Se plantea, pues, una medida: la catalogación de las cruces como bienes de interés cultural. Y una razón: la defensa de la cultura y de la identidad española. Un hilo de coherencia las ata.
El recurso a la identidad se confunde con frecuencia con la sociología o con la historia, o mejor, con el sociologismo y el historicismo. España –se piensa– tiene (todavía) una parte importante de su población que está bautizada en la Iglesia Católica. Y su historia está ligada (para bien o para mal) a la de ésta. Así pues, las cruces de nuestros caminos y nuestros pueblos son bienes culturales, que deben defenderse como parte de la identidad española.

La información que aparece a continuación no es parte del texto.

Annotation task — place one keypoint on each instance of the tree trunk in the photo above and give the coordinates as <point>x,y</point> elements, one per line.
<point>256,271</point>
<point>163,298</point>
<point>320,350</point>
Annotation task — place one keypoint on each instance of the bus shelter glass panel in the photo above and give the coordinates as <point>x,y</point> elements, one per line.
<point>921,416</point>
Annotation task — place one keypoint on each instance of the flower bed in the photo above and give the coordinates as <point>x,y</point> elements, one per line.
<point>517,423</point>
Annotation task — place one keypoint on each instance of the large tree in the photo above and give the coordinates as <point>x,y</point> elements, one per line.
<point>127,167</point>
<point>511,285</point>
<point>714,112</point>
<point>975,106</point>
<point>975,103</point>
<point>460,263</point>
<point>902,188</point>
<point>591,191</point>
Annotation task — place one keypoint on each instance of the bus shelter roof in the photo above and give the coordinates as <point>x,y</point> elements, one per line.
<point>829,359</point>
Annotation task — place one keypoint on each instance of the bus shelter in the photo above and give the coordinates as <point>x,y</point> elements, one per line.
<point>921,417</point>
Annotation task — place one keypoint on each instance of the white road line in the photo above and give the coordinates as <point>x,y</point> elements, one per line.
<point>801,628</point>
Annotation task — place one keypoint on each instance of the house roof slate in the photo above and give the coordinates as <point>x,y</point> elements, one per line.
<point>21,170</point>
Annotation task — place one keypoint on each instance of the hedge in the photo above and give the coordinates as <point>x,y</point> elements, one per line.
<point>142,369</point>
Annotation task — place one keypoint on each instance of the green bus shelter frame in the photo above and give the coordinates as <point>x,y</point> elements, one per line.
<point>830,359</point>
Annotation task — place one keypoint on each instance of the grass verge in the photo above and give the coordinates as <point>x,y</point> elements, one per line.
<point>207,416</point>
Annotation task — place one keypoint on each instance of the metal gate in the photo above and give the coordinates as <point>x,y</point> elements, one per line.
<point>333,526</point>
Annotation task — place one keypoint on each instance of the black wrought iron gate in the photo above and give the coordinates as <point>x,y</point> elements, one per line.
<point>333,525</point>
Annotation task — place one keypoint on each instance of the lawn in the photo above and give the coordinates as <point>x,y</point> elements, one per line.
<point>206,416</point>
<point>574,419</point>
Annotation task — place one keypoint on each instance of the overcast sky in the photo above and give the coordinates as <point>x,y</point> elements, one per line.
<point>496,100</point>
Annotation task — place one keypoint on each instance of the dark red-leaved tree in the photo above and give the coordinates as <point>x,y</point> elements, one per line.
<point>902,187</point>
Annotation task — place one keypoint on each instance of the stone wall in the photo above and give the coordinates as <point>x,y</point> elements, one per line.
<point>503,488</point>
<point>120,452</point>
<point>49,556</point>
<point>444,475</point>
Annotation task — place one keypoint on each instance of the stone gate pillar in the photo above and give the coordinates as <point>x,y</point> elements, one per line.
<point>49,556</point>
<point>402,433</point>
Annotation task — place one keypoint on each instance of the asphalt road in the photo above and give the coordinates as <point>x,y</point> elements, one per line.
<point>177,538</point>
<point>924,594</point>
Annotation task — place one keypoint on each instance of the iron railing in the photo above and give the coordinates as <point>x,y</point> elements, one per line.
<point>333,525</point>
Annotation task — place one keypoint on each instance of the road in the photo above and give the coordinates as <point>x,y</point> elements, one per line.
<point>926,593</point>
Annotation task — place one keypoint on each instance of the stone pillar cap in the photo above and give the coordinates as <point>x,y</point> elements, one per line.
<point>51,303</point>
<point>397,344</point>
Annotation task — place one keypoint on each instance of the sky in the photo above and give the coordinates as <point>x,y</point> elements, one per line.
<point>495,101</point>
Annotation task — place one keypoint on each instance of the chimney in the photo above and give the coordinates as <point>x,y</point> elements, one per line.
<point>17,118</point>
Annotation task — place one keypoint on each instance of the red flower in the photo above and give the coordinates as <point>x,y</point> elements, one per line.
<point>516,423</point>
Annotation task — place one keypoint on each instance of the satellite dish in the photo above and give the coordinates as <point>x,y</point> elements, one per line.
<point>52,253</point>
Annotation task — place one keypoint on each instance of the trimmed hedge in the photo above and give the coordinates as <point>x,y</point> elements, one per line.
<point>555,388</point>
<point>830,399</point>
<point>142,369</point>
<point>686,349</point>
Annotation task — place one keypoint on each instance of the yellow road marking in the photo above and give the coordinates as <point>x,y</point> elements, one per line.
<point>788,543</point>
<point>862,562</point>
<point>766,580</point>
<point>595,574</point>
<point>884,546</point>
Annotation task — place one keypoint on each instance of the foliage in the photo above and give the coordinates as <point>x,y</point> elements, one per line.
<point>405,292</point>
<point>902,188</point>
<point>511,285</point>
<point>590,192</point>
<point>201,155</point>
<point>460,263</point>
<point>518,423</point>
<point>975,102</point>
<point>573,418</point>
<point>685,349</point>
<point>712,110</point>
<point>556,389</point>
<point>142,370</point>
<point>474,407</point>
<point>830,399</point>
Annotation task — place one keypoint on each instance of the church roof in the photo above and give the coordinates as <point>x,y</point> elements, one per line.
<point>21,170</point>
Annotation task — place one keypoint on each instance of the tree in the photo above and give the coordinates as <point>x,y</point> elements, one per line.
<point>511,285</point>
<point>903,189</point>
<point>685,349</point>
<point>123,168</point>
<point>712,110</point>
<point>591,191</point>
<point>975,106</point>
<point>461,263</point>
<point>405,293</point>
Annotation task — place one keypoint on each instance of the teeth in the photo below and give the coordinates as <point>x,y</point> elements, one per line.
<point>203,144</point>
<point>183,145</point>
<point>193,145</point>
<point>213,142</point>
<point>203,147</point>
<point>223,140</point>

Este razonamiento, en un radio mayor, es el que llevó a Juan Pablo II a pedir con insistencia la inclusión en el Tratado constitucional (finalmente fallido) para Europa (2004) de una mención a sus raíces cristianas. Mientras que Valéry Giscard d’Estaing, expresidente de la República francesa y presidente de la Convención redactora del texto, se opuso porque la palabra Dios había asumido –a su juicio– un significado plural (diríase equívoco) en función del credo, creencia o fe de cada uno. Algunos quisieron ver en esta última actitud un reflejo del laicismo (que llaman laicidad) de la Francia revolucionaria y, por consiguiente, la inclusión de Dios en un texto jurídico implicaría dejar en manos de los individuos lo que sólo puede corresponder decidir al Estado. Pero también, bien mirado, es difícil no reconocer una parte de verdad a la afirmación, pues en el seno de la «ideología pluralista», y con la libertad religiosa como eje, la idea de Dios deja de tener un sentido unificador y evidencia contradicciones tan hondas que impiden fundar un ordenamiento jurídico. Si situamos en el mismo plano todas las expresiones humanas y las consideramos igualmente valiosas no puede sino desaparecer la racionalidad, sustituida, si acaso, por la sinceridad. El masón francés venía (por caminos tortuosos) a tener razón contra el papa polaco.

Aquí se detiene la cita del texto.